Friday, August 24, 2007

san antonio


last wednesday andrew, my dad, and i took off to san antonio. my grandfather had been sick for a while, but it had suddenly been getting worse since the big anniversary party. my dad had been going to see him on the weekends, but this time he asked the two of us to come along.
we got there on a very stormy day, the city was flooding. we got to the house at about 5:30 am, and went into the bedroom to say hello to my grandfather. he was sleeping so andrew and i were in and out, then crashed in the tv room. we woke up a few hours later and it was still dark and stormy out. the whole house was so dreary, it definitely was not the house i spent my childhood summers in. i'm used to that house having seven granddaughters running around, plus that one grandson. there was always something going on there, someone to talk to or tease, always someone laughing or yelling.
once we dragged ourselves off the couch, we went into the bedroom again. he still wasn't very responsive, but we said hi again anyway. shortly after that, we were sent out of the room.
back to the tv room! we watched some movies, ate some lunch, watched some more movies and didn't see my grandfather again till dinnertime. he was at the dining table, my grandmother was giving him something pale and creamy. he looked so miserable. andrew and i are very similar in that we don't know what to do in uncomfortable situations. some of my cousins were there, carrying on like normal. one of them came in and started chatting away immediately to my grandfather. he was unresponsive, but she went on and on anyway. is that what we're supposed to do? it didn't feel right. soon after dinner he went to bed and andrew and i hung around till it was time to go over to my other grandparents' where we were staying the night.


friday morning my grandmother came into the room andrew and i were staying in and told us my dad had called and said we had to go over to his parents' house immediately, his dad had gotten much worse.
he passed away at about 12:20 pm, in his room, surrounded by family.
my grandmother loved him so much, and i never saw it as much as i did that day. they had such a special relationship and i still can't imagine her without him. their lives weren't always perfect, but they never pretended it was. they were as real as they could be.
my grandmother held onto his hand as long as she could, she really really loved him.


this is where things started getting uncomfortable and frustrating for me. they hadn't even come to take the body, but people were coming to the door. just leave this family alone for a bit, please. i understand people going to the house to give condolences, but just wait a bit. and of course they all bring food. but this is san antonio, so it's 98% mexican food, with 2% barbecue. how much rice and beans does a grieving family need? and in such large quantities! when my mom got into town on saturday she and my dad went to the store to stock up on gladware, i think they should've gotten the foodsaver or some garbage bags.

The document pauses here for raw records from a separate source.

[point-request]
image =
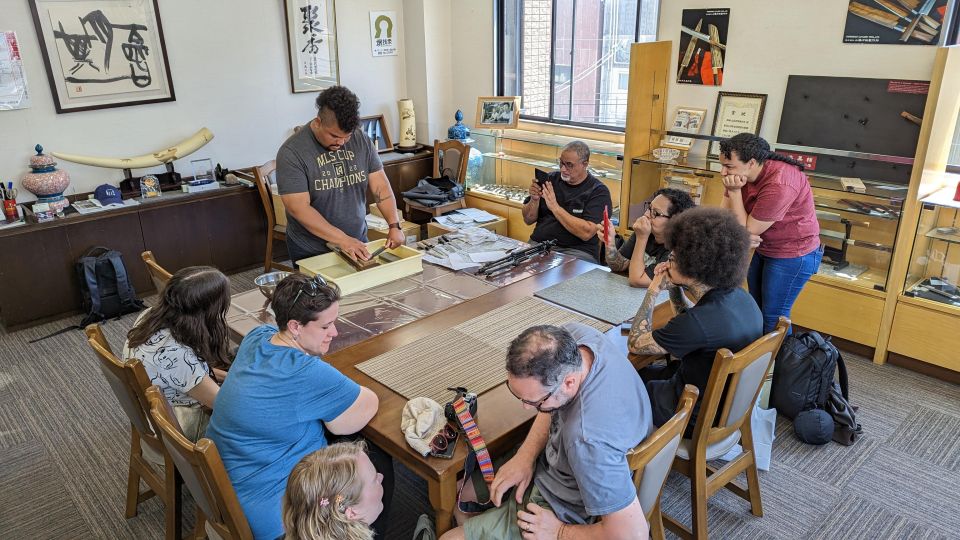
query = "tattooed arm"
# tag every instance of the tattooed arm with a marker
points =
(640, 340)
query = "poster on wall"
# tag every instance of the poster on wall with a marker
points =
(312, 44)
(103, 53)
(889, 22)
(703, 39)
(383, 33)
(13, 81)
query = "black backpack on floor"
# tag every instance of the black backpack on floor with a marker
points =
(803, 378)
(106, 290)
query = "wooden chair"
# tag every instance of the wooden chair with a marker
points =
(272, 206)
(158, 274)
(129, 383)
(651, 460)
(723, 420)
(449, 158)
(218, 510)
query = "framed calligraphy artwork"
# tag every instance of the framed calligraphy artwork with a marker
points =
(736, 113)
(312, 44)
(103, 53)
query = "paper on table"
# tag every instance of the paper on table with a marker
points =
(458, 261)
(487, 256)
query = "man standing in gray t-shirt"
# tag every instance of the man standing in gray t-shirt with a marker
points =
(572, 465)
(323, 172)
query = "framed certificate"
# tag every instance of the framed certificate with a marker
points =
(686, 120)
(736, 113)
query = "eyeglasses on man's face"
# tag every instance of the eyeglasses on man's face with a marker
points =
(311, 288)
(535, 404)
(568, 164)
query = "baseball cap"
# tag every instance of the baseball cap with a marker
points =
(814, 426)
(421, 420)
(107, 194)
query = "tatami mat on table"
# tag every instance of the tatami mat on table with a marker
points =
(599, 294)
(471, 354)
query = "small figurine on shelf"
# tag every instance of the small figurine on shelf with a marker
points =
(46, 182)
(150, 186)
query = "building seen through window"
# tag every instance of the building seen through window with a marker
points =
(570, 59)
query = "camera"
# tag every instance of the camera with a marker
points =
(468, 397)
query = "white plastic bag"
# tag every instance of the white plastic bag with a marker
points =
(764, 425)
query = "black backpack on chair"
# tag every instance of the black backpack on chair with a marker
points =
(106, 290)
(803, 378)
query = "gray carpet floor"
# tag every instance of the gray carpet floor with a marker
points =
(64, 442)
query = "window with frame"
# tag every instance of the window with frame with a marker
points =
(569, 60)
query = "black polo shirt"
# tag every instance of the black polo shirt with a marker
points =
(585, 200)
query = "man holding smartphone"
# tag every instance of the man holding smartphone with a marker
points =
(567, 205)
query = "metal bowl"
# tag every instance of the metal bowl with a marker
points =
(267, 283)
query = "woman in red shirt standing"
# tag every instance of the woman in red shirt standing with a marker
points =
(771, 196)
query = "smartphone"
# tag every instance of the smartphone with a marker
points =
(542, 176)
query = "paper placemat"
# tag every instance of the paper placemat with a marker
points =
(598, 293)
(471, 354)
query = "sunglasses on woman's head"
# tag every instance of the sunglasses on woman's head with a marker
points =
(443, 439)
(311, 287)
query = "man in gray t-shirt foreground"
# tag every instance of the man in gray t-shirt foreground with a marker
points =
(323, 172)
(572, 466)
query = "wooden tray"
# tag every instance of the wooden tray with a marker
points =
(333, 268)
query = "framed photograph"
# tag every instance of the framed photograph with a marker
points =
(736, 113)
(375, 127)
(498, 112)
(312, 44)
(103, 53)
(686, 120)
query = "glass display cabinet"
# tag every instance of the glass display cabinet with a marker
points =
(934, 271)
(502, 162)
(857, 229)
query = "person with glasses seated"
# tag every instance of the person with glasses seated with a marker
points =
(282, 402)
(707, 266)
(570, 477)
(323, 173)
(648, 235)
(568, 205)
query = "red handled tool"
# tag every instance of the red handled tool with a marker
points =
(606, 225)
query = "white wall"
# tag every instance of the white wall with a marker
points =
(231, 74)
(768, 41)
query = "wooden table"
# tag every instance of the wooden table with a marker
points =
(502, 418)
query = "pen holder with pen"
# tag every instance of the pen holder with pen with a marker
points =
(10, 210)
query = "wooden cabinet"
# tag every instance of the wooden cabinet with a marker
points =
(224, 228)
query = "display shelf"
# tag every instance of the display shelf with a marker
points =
(943, 196)
(614, 150)
(550, 165)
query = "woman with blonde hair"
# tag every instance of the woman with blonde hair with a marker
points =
(334, 492)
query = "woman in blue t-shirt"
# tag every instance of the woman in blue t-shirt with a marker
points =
(282, 401)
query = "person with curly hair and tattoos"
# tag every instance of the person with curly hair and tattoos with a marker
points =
(645, 249)
(703, 275)
(323, 172)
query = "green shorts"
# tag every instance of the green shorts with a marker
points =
(501, 523)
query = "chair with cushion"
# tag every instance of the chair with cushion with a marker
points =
(274, 210)
(651, 460)
(218, 510)
(449, 159)
(148, 461)
(158, 274)
(724, 420)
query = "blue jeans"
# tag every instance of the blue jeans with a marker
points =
(776, 283)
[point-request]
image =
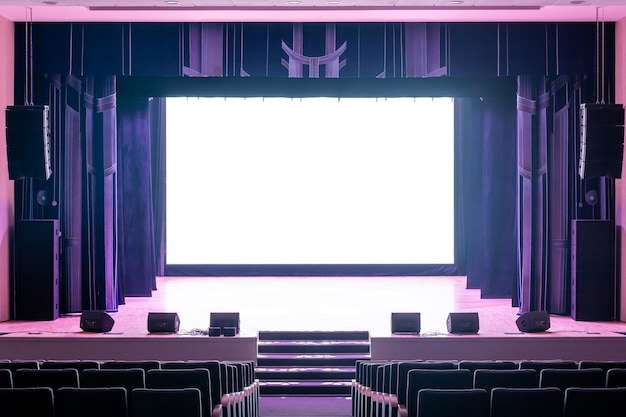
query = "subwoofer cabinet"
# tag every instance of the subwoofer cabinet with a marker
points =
(593, 270)
(37, 270)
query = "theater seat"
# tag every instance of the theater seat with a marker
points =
(524, 402)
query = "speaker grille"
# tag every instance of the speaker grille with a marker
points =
(28, 142)
(601, 140)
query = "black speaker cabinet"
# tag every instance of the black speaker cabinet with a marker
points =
(28, 142)
(405, 323)
(163, 323)
(533, 321)
(601, 140)
(37, 270)
(224, 320)
(96, 321)
(593, 270)
(462, 323)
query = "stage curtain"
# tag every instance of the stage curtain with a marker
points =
(137, 260)
(100, 182)
(486, 152)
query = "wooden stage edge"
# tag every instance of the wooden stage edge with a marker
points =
(321, 303)
(184, 347)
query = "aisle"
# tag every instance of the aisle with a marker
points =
(305, 407)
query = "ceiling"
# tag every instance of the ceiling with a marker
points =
(313, 10)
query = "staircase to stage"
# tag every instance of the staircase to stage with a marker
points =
(320, 363)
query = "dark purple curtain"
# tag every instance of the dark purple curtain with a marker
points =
(138, 244)
(100, 190)
(486, 159)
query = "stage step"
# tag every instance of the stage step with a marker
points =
(314, 346)
(315, 335)
(306, 388)
(309, 363)
(306, 360)
(309, 373)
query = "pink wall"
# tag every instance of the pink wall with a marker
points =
(620, 208)
(6, 186)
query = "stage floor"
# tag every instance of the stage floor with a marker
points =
(314, 303)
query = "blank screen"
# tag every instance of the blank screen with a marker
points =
(299, 181)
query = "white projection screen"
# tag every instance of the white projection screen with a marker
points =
(309, 181)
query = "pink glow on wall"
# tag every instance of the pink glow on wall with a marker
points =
(443, 14)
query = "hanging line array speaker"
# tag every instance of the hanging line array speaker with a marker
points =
(601, 140)
(28, 142)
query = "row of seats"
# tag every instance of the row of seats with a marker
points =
(226, 388)
(101, 402)
(521, 402)
(392, 387)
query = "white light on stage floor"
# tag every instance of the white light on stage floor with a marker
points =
(310, 181)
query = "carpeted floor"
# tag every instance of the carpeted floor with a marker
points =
(305, 407)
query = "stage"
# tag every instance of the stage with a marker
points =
(307, 303)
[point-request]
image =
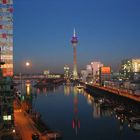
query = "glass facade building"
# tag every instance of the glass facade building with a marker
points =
(6, 37)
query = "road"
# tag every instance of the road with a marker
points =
(24, 124)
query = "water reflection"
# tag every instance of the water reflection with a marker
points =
(76, 121)
(94, 114)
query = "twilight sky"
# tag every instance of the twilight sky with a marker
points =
(108, 30)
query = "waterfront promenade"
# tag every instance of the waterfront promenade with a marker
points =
(119, 92)
(24, 124)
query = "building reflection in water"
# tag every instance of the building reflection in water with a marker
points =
(67, 89)
(76, 121)
(127, 113)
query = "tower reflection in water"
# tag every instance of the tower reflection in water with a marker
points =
(76, 121)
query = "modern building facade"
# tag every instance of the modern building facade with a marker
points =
(130, 68)
(96, 65)
(74, 42)
(6, 37)
(66, 72)
(6, 66)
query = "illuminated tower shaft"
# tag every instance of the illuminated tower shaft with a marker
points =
(74, 42)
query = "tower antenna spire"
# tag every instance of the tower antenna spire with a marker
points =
(74, 33)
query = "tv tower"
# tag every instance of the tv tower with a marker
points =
(74, 42)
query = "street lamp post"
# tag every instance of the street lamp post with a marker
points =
(92, 70)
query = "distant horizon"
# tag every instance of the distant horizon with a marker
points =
(108, 31)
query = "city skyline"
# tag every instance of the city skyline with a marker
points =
(107, 31)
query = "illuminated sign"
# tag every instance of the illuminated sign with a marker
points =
(105, 70)
(7, 117)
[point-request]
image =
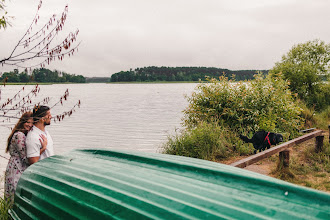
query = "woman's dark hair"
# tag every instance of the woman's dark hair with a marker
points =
(39, 111)
(19, 127)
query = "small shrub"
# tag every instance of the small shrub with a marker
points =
(207, 140)
(5, 205)
(260, 104)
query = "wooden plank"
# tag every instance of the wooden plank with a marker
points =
(273, 150)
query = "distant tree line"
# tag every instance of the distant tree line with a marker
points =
(153, 73)
(42, 75)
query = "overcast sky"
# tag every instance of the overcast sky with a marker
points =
(117, 35)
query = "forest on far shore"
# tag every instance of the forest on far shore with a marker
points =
(42, 75)
(153, 73)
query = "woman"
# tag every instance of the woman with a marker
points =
(17, 150)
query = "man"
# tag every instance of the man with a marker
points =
(39, 143)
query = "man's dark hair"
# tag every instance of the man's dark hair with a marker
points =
(39, 111)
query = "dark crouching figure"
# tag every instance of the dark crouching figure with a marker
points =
(262, 140)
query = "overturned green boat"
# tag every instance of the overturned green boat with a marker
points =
(109, 184)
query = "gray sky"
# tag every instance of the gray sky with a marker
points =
(118, 35)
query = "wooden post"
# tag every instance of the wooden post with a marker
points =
(284, 157)
(319, 143)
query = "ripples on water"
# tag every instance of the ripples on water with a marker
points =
(121, 116)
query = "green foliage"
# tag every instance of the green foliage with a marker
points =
(152, 73)
(306, 66)
(209, 141)
(260, 104)
(3, 19)
(42, 75)
(5, 205)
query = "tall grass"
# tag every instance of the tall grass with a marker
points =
(208, 141)
(5, 205)
(260, 104)
(220, 110)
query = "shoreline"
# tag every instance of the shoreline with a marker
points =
(3, 165)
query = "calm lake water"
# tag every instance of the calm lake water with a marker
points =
(113, 116)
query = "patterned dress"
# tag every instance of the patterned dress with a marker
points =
(16, 165)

monday was the rosary and the church was full, people were standing in the back even. what made me sad was seeing all these people go by my grandmother and they would hug her and talk to her and i could picture him right by her. i saw him in church, stopping someone they knew so he could introduce us to them. "hey! these are my granddaughters!" and he always put andrew by himself "this is my grandson." as the only boy out of eight grandkids, he got that special attention. i just saw him, one hand on one of our shoulders, the other reaching out to this person he wanted us to meet. and there was my grandmother, right by his side. they were almost always together. he was such a friendly personable man, it was hard to see him in the past year. his whole presence changed. that booming voice that had no problem putting one of us girls back in line, gone. that dominating body and walk, gone.


tuesday was the funeral and the church was packed. i couldn't believe all the people that had come. so many people knew and respected him. there were people all the way up in the choir lofts, people standing in the back again. it was amazing to me. he really mattered to so many people, and it was good for my grandmother to see them all i think. the funeral procession to the cemetery seemed like it would never end.


his death didn't come as a surprise to anyone, but it was still sad. towards the end he was in terrible pain, always uncomfortable. it's wonderful that he's not anymore, but it's surreal knowing he's gone. my grandmother is an incredibly strong woman and she seems to have a plan for her future. i just hope my crazy aunt doesn't ruin everything, but that's a whole other story.